MAC. While secrecy can be guaranteed the integrity of the message cannot be guaranteed. In order to ensure that the message has integrity, a cryptographic checksum called the Message Authentication Code (MAC) is appended to the message. A MAC is a type of message digest, it is smaller than the original message, a MAC cannot be reverse engineered, and colliding messages are hard to find. The MAC is computed as a function of the message being transmitted and the secret key (Barkley, 1994). This is done by the message originator or the sender.

Asymmetric Keys

Asymmetric key cryptography is different in the sense that there is only one key that is well known to both parties and another set of keys that is private. This scheme is also known as public-key cryptography. The public key is used to generate a function that transforms text (Barkley, 1994). The private key is secret and is known only to the parties who own their respective public keys. The public keys are meant to be distributed. Both the keys are part of a pair and either one can be deemed public and the other private. Each key generates a transformation function, because the public key is known its transformation can be derived and be made known also. In addition, the functions have an inverse relationship. If one function encrypts a message the other can be used to decrypt it (Barkley, 1994). How these transformation functions are used is as follows: the public key of the destination is requested, the sender uses the public key of the destination and transforms the data to be transmitted using it. The sender then transmits the encrypted data to the desired sender. Note that the transmission of the data is encrypted and can only be decrypted by the other pair of the public key that was used. The private key of the receiver can decrypt the message. The receiver uses the private key after receiving the encrypted message and then uses it to decrypt the message, after which the message can be consumed.

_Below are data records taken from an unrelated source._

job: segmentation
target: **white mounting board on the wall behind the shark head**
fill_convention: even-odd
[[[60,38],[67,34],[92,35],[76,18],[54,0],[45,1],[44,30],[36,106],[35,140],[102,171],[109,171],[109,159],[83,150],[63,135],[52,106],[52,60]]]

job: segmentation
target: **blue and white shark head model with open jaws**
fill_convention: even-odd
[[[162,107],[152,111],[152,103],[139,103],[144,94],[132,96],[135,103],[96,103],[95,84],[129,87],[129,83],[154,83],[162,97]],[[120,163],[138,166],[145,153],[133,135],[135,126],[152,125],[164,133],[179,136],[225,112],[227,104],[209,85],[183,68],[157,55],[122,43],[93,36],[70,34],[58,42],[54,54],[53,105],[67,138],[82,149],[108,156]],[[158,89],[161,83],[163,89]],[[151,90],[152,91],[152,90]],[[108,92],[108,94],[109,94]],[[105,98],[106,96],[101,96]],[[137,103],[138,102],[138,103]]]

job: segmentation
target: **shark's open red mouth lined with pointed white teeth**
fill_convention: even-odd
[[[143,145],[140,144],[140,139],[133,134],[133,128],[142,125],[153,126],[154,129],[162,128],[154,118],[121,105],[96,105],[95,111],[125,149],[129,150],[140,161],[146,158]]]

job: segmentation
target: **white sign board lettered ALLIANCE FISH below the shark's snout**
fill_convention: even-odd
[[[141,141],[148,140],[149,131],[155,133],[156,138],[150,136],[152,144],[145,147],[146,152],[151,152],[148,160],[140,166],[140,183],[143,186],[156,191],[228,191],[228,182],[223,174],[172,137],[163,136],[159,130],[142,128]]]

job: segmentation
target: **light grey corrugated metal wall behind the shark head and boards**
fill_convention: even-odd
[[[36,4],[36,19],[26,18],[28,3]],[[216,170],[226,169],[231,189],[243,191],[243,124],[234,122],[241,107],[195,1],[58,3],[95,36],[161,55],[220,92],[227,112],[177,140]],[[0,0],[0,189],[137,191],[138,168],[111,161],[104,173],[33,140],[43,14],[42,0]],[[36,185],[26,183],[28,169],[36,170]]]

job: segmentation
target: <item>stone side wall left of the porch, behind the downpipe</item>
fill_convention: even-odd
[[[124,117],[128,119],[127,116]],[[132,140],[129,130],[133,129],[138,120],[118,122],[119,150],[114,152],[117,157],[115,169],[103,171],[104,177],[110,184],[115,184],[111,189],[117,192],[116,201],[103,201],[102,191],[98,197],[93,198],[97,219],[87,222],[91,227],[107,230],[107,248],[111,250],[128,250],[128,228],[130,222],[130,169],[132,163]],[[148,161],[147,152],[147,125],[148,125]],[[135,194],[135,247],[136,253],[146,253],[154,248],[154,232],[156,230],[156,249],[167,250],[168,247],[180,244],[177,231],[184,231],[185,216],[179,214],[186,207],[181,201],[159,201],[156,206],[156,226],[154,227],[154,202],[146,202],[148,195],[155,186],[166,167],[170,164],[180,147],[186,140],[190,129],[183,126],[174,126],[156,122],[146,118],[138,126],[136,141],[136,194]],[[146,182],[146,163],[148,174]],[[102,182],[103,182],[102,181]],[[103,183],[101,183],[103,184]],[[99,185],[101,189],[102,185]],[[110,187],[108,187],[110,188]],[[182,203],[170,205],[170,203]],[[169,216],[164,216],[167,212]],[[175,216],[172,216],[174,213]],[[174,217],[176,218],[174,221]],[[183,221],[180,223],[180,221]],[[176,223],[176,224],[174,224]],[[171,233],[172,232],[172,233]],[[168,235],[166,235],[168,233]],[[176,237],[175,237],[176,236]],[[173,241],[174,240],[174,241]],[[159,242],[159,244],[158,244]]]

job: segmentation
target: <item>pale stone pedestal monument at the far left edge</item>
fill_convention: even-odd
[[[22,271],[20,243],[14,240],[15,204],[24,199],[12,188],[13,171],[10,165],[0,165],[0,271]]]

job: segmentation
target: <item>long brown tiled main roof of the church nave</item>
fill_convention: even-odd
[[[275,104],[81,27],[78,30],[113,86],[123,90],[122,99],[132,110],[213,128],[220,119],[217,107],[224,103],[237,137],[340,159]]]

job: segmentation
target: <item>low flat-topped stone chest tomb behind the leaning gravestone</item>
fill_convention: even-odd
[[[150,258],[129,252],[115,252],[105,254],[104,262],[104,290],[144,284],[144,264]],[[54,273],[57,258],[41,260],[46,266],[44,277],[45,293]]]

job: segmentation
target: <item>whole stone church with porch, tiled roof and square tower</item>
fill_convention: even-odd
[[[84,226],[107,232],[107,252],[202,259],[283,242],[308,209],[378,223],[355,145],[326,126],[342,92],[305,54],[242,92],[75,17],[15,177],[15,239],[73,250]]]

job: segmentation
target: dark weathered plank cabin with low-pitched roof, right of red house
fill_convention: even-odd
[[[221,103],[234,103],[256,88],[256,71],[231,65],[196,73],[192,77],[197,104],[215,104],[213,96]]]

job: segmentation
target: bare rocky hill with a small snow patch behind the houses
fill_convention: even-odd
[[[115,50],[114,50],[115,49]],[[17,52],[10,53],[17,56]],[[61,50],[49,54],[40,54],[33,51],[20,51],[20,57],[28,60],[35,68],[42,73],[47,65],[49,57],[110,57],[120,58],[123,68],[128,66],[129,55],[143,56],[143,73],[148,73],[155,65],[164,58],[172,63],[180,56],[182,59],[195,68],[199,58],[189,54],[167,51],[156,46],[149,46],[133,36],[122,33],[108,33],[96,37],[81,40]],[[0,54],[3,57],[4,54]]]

The advantage of such a scheme is that two users can communicate with each other without having to share a common key; usually with symmetric key cryptography a common key is saved. The common key which is usually a secret key is not something that should be shared in the first place. Also, distribution of secret keys adds to the layer of complexity associated with the security of the system. Using public-key cryptography this issue is easily resolved. Because it is computationally infeasible for the private key to be derived from the public key, it is also, therefore, infeasible to decrypt the message encrypted with the public key. While there is convenience there is an issue with the inefficiency of the mechanism. The time taken to complete the encryption of plain text can take a long time; also the length of the cipher text can be longer than the plain text message itself. Also, distribution of messages is not possible because the private key is held by only one principal. Therefore it is not possible to use this scheme for encrypted broadcasts. Applications for public-key cryptography are often seen in the enterprise: authentication, integrity and non-repudiation.